Fot centuries, being the prime holder of assets has lead to great wealth.
Hedge and Invesment funds make money just from holding assets everyday and you don’t have to spend tens of thousands of dollars to replicate their strategies. To keep things simple we will digest some of their strategies from the view of stocks
Investment companies and banks alike all gain from holding assets. As you should already know, an options contract is an agreement to buy or sell the underlying security at a specified price in exchange for a premium. Ever wonder who is selling you these contracts? A market maker. Any asset holder can act as a market maker because they have an Asset that is in demand. They can easily negotiate to sell the security at a specific price. The option buyer gets the right to buy or sell at the strike price and the Option maker receives a premium for the contract. In addition of the option is out of the money by the strike date the maker can keep the premium without making any stock transactions. And herein lies the secrets of the markwt makers.
As long as they hold assets that others want, or the cash to purchase those assets and the intent to purchase them, the makers can always earn a premium on the assets they hold. Now of course as with any strategy there comes risk. However for anyone tracking the price movement of a particular company you begin to get the hang of what the price should be relative to the current list price.
Now to the task at hand making a passive income. Using the same strategy that these asset holding firms use you too can make a passive income on your investments and even your cash - yes your cash will make money by being in the right place.
All sounds great but how you say!
By holding assets or the cash to buy assets.

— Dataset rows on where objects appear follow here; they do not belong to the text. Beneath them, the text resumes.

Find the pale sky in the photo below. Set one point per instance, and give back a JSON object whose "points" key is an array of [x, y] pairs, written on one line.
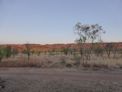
{"points": [[52, 21]]}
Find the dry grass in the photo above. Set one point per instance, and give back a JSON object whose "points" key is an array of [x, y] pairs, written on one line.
{"points": [[46, 61]]}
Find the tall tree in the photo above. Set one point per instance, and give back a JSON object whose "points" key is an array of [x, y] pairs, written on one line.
{"points": [[87, 33]]}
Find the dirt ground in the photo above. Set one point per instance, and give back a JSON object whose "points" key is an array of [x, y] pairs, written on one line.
{"points": [[59, 80]]}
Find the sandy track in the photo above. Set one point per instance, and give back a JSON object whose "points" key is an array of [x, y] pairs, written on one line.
{"points": [[59, 80]]}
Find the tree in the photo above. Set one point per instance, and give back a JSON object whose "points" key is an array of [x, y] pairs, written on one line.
{"points": [[8, 51], [87, 33], [27, 50], [5, 52], [1, 54], [108, 49]]}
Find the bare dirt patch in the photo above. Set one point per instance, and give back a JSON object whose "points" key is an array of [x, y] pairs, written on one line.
{"points": [[60, 80]]}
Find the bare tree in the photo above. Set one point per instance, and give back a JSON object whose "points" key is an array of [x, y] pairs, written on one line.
{"points": [[87, 33], [28, 50]]}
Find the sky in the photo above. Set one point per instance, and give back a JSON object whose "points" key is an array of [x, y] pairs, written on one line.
{"points": [[52, 21]]}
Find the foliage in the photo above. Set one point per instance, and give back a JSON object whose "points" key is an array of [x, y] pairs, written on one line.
{"points": [[87, 33], [27, 50]]}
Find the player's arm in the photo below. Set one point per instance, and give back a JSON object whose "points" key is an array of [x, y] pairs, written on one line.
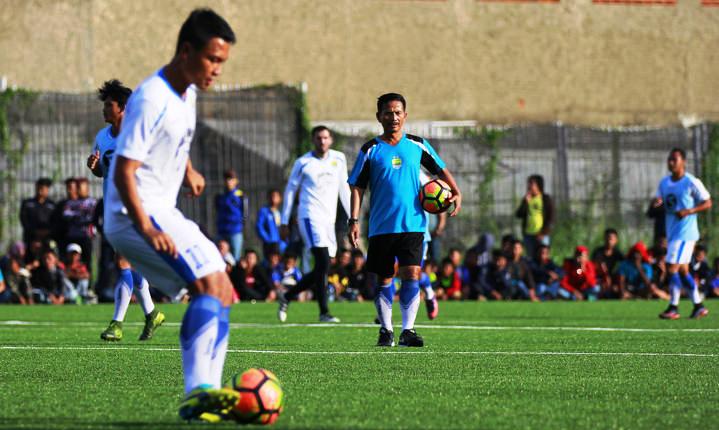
{"points": [[193, 180], [356, 194], [456, 198], [288, 199]]}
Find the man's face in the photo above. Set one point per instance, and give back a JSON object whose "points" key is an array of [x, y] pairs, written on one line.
{"points": [[322, 140], [392, 116], [202, 67], [675, 162], [111, 111], [42, 191]]}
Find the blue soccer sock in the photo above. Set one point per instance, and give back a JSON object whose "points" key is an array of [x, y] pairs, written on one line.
{"points": [[220, 350], [123, 294], [675, 289], [409, 302], [142, 287], [693, 289], [198, 335], [383, 303]]}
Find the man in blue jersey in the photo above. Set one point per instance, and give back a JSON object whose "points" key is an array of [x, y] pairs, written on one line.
{"points": [[683, 196], [151, 164], [390, 166], [114, 96]]}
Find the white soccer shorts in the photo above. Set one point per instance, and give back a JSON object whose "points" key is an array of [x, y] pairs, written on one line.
{"points": [[318, 235], [197, 255], [680, 251]]}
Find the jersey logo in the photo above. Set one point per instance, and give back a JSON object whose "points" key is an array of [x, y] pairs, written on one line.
{"points": [[396, 162]]}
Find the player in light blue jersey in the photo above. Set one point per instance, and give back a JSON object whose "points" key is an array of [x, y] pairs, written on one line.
{"points": [[389, 165], [151, 164], [114, 96], [683, 196]]}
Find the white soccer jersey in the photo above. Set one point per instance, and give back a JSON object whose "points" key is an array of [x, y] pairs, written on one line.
{"points": [[105, 144], [320, 182], [157, 130]]}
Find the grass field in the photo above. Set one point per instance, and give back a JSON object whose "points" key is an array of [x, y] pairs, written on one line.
{"points": [[487, 365]]}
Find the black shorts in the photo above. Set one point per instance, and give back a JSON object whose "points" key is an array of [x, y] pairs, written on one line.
{"points": [[384, 248]]}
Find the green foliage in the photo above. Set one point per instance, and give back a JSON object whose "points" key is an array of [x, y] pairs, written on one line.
{"points": [[14, 145]]}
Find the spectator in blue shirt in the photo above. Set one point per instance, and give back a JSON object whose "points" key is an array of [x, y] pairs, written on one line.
{"points": [[231, 210], [268, 223]]}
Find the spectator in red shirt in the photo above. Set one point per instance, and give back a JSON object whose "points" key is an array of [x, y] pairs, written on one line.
{"points": [[580, 279]]}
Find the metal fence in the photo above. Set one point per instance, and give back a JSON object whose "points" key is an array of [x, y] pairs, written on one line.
{"points": [[598, 177]]}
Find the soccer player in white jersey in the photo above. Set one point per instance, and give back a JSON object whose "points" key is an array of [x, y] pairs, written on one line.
{"points": [[683, 196], [320, 176], [114, 97], [142, 222]]}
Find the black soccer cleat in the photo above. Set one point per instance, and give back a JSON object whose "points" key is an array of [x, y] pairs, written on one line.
{"points": [[410, 338], [386, 338]]}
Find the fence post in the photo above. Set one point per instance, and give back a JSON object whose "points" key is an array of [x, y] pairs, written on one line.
{"points": [[562, 165]]}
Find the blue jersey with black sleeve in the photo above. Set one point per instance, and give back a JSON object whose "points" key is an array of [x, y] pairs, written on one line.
{"points": [[392, 173]]}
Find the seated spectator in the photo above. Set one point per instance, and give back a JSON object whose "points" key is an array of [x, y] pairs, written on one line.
{"points": [[449, 283], [77, 275], [546, 273], [520, 275], [699, 268], [712, 288], [338, 276], [495, 282], [17, 281], [606, 259], [579, 281], [250, 279], [358, 277], [49, 281], [635, 274]]}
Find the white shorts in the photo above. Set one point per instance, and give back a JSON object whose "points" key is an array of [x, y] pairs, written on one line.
{"points": [[318, 235], [680, 251], [197, 255]]}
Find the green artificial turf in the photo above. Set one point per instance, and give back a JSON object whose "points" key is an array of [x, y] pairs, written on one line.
{"points": [[485, 365]]}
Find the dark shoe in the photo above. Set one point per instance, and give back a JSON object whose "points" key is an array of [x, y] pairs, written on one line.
{"points": [[410, 338], [699, 312], [386, 338]]}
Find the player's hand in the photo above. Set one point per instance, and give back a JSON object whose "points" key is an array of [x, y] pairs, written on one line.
{"points": [[682, 213], [353, 234], [93, 160], [457, 200], [284, 231], [195, 182], [160, 241]]}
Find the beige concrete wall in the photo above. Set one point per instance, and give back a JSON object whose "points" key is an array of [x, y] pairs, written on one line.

By holding 100 shares of stock or the cash to buy 100 shares of stock at a specified price, you can earn a premium the same way the Wall Street moguls do.
Now it is very important to pick a company that has great value in the long term outlook of the overall market. Usually the stocks in the NASDAQ 100, DOW JONES 30, or the vast S&P 500 are all good plays as they are the stocks that the pros put on top of the list.
I would advise to stay away from the lower weighted ones because they are always at risk of being delisted however to each his own. The company or companies you choose will mean everything. Be sure to choose companies with overall good outlook with many positive reasons to chose the company and an understanding of risks That will create a negative investor sentiment For that particular company.
Market makers are always only looking to hold the most valuable assets and get rid of the rest. Even when an investment bank underwrites a bad company they will sell off its stock for fear of losses resulting from holding. They would then proceed to put their money in a place they feel it is a worth while investment. For a regular person without 100k to invest, this could be any of the top companies of the major indices previously mentioned.